A particularly important discovery was made by English chemist Frederick Soddy (1877-1956) in 1913. During his investigation of naturally-occurring radioactive families, Soddy found that more than one form of an element could exist. These forms all had the same atomic number (and were, therefore, variations of a single element), but had different atomic weights. Soddy gave the name isotopes to these forms. Almost immediately, scientists began to ask whether isotopes might also be found among the stable elements. English physicist Joseph J. Thomson (1856-1940), discoverer of the electron, turned his attention to that question around 1912. After some initial discoveries, Thomson turned this research over to one of his students, Francis Aston.

Francis William Aston was born in Harborne, Birmingham, England, on September 1, 1877. He was educated first at Malvern College and later at Mason's College, Birmingham, later to become Birmingham University. He worked as a brewery chemist from 1900 to 1903 before accepting a research position at Birmingham University. After a world tour in 1909, he was invited by J. J. Thomson to join him at the Cavendish Laboratory at Cambridge. Aston spent the rest of his academic career in various positions at Cambridge. He died there on November 20, 1945.
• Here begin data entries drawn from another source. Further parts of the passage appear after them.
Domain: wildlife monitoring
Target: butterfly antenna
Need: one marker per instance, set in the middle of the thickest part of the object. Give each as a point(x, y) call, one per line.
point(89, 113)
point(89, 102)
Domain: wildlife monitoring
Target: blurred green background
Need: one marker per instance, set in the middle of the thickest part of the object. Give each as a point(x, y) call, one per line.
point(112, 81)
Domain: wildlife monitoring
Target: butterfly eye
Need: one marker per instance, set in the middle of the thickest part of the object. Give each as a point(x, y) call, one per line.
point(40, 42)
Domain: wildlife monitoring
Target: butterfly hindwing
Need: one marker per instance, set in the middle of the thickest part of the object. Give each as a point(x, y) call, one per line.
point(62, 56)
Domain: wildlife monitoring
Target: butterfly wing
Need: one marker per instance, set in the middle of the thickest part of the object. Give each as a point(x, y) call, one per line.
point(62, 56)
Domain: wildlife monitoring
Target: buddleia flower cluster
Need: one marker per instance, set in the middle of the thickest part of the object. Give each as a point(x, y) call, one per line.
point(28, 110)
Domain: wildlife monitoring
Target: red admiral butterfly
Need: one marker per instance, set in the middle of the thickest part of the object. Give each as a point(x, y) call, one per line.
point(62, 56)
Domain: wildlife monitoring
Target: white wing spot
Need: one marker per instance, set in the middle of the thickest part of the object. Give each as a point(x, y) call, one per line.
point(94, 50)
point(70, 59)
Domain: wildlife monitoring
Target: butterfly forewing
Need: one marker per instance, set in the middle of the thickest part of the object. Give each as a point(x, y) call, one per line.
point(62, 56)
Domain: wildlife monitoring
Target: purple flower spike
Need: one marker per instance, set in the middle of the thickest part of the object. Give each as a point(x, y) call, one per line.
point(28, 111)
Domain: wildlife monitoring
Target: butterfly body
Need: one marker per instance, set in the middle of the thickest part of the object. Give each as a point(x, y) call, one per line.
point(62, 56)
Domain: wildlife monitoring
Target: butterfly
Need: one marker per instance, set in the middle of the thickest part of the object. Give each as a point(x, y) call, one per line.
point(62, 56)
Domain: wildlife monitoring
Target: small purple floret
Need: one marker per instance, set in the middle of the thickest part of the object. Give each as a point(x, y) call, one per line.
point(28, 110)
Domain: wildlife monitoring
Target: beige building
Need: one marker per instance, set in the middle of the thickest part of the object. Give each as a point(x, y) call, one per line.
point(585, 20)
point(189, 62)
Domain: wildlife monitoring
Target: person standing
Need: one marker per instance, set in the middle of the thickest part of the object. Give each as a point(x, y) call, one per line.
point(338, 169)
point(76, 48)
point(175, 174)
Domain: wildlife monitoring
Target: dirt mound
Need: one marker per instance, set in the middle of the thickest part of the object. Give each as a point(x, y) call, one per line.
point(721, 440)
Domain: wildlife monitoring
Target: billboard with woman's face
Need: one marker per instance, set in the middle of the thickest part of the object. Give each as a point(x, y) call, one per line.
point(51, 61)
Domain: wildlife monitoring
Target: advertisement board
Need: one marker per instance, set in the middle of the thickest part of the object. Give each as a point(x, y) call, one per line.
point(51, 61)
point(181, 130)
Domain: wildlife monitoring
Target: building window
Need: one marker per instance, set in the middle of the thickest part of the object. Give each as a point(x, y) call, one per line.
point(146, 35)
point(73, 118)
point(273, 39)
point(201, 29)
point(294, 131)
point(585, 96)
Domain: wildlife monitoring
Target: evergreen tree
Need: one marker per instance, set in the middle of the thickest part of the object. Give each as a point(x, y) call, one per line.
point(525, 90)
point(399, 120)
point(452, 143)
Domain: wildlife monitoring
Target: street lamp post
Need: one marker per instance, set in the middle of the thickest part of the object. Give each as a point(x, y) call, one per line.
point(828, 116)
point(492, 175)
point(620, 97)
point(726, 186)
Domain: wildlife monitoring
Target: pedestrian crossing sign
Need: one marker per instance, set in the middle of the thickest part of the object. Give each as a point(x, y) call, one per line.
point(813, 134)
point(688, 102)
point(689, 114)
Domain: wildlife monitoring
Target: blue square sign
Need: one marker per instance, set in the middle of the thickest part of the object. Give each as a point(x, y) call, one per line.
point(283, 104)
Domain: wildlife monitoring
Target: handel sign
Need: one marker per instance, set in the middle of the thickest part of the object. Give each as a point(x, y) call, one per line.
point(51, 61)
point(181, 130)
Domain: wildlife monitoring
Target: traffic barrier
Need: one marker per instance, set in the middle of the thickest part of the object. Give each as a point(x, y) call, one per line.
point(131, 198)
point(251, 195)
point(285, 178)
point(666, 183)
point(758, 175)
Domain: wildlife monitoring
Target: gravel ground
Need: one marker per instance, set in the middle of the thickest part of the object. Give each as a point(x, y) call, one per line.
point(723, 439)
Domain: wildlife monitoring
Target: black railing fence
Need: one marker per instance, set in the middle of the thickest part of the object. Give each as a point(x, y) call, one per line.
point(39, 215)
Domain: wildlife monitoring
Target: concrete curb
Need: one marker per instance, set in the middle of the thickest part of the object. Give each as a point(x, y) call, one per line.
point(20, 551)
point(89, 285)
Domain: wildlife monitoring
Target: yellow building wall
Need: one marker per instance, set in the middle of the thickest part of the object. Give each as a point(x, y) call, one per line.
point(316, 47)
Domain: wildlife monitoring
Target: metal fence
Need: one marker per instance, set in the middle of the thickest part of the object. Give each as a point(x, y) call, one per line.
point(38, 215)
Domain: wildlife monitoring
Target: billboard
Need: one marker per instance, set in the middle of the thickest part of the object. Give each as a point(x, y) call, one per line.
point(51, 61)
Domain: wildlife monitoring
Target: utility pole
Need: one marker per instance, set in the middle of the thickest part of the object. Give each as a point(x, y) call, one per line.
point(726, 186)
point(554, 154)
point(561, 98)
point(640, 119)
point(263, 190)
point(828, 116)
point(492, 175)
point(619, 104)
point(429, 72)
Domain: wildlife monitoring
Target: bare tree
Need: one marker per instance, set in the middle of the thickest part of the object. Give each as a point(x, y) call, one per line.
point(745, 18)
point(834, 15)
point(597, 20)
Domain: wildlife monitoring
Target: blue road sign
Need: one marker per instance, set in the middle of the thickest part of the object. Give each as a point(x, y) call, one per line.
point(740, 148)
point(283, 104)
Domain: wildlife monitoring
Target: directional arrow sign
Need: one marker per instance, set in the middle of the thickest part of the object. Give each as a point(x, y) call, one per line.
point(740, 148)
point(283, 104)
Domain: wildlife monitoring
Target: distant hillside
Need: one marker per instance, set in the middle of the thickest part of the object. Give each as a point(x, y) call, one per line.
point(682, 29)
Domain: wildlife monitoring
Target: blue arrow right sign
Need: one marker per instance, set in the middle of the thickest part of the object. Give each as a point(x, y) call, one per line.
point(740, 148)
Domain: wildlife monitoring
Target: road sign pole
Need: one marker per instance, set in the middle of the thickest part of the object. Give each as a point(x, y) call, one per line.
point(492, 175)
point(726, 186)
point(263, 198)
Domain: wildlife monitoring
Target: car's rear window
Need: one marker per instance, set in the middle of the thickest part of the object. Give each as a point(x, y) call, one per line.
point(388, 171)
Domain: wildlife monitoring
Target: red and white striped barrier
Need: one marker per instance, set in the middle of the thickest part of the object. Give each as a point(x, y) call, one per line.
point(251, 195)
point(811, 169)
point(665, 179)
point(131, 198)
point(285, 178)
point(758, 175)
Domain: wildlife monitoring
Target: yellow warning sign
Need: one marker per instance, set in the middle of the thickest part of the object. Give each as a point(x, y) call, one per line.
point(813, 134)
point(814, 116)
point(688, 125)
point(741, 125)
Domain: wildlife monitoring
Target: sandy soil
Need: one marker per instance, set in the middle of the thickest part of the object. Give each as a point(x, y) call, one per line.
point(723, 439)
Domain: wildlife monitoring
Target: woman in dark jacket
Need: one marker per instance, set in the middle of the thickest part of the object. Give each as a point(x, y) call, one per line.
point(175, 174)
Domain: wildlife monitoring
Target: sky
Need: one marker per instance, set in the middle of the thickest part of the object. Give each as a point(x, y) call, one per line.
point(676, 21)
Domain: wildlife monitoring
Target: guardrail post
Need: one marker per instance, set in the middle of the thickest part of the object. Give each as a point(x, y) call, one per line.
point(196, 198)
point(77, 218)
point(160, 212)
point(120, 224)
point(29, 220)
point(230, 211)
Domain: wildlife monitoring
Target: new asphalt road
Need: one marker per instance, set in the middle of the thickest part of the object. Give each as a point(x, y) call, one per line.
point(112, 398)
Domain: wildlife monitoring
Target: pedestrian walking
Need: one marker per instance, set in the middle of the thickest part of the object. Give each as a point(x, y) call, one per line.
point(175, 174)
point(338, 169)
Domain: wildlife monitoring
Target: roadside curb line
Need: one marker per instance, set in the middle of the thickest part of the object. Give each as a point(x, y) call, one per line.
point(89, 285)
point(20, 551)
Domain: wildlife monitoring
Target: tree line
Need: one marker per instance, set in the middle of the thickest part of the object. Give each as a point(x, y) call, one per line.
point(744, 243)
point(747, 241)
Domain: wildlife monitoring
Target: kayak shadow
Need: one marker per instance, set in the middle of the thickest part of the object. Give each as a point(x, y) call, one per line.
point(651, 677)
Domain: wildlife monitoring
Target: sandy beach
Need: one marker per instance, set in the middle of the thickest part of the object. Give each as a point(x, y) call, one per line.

After discovering the electron in 1897, Thomson decided to study the positively charged canal rays first observed by German physicist Eugen Goldstein (1850-1930) in 1886. He constructed an instrument that accelerated the canal rays through magnetic and electrical fields. The fields caused the rays to travel in a parabolic track whose shape was determined by the mass and velocity of the particles constituting the rays. Thomson found that canal rays produced by the excitation of neon gas formed two distinct tracks in his instrument. He was uncertain as to which of a number of explanations correctly accounted for this observation.

At this point, Thomson asked Aston to take over this line of research. Aston focused his attention at the outset on the improvement of Thomson's original instrument. Over the next decade, he made further refinements on the device until it was eventually able to resolve two tracks with an accuracy of one part in 10,000.

The mass spectrograph (also known as mass spectrometer) that Aston designed exposes a beam of positively charged particles to both an electrical and magnetic field. Aston found a way to modify the magnetic field so that particle beams are separated from each other entirely on the basis of their masses, not their velocities. With his improved instrument, Aston was able to demonstrate in 1919 that the two tracks observed by Thomson in his research were isotopes of neon with masses of 20 and 22 in a ratio of ten parts to one. Over the next two decades, Aston studied all but three of the known stable elements, identifying 212 different isotopes in the process. Eventually, Aston's mass spectrograph design was improved upon by those of A. J. Dempster (1886-1950), K. T. Bainbridge, and A. O. Nier. Today, the mass spectrograph continues to find use in a wide variety of research applications.